As notas deste exercício foram postadas em uma grande parede em que o JTBD também foi postado no lado direito. Cada membro da equipe foi convidado a fazer um desenho com algumas palavras começando no lado esquerdo para descrever seu trabalho e vinculá-lo em uma jornada visual para o lado direito. Quando cada pessoa poderia articular o que ele ou ela fez e como se conectou ao cliente, criou-se um ambiente no qual uma conexão profunda com o cliente inspirou a equipe.

Um ambiente de mudança

Durante décadas, especialistas em grandes esforços de inovação e melhoria entenderam que é necessário um senso de urgência baseado em lógica e emoção. Infelizmente, muitos ainda dependem muito da lógica e subvalorizam o poder da emoção – especificamente, o poder de uma conexão emocional compartilhada descoberta por um grupo.

Para criar um ambiente em que as equipes possam descobrir uma conexão emocional coletiva, os líderes da mudança devem criar um ambiente onde um ou mais dos seis gestores emocionais possam ser engajados.

Referencias

(1) David Grubin, producer/director, “The Secret Life of the Brain,” PBS program, Thirteen/WNET New York, Educational Broadcasting Corp., 2001, www.pbs.org/wnet/brain.

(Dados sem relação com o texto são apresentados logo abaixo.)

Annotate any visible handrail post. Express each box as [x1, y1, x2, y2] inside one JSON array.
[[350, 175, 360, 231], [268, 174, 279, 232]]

(2) Roman J. Barlog and Dana K. Ginn, “Managing Workflow to Decrease Cycle Time,” presentation, ASQ World Conference on Quality and Improvement, Las Vegas, May 1994, http://asq.org/qic/display-item/?item=10160.

(3) Mihaly Csikszentmihalyi, Flow: The Psychology of Optimal Experience, Harper Perennial Modern Classics, 2008.

(4) Scott Berinato, “Putting Yourself in the Customer’s Shoes Doesn’t Work: An Interview With Johannes Hattula,” Harvard Business Review, May 2015.

(5) Clayton M. Christensen and Michael E. Raynor, The Innovator’s Solution: Creating and Sustaining Successful Growth, Harvard Business School Press, 2003.

Dana K. Ginn é a principal responsável pelo processo no Hub International em Chicago e escreveu este artigo enquanto ela atuou como parceira sénior na firma de consultoria global Lean Methods Group (LMG) com sede em Denver. Ginn tem um MBA da Universidade de Chicago. Ela é coautora de The Design for Six Sigma Memory Jogger: ferramentas e métodos para processos e produtos robustos (Objetivo/QPC, 2004). Ela também é um Master Black Belt da Oriel e da LMG.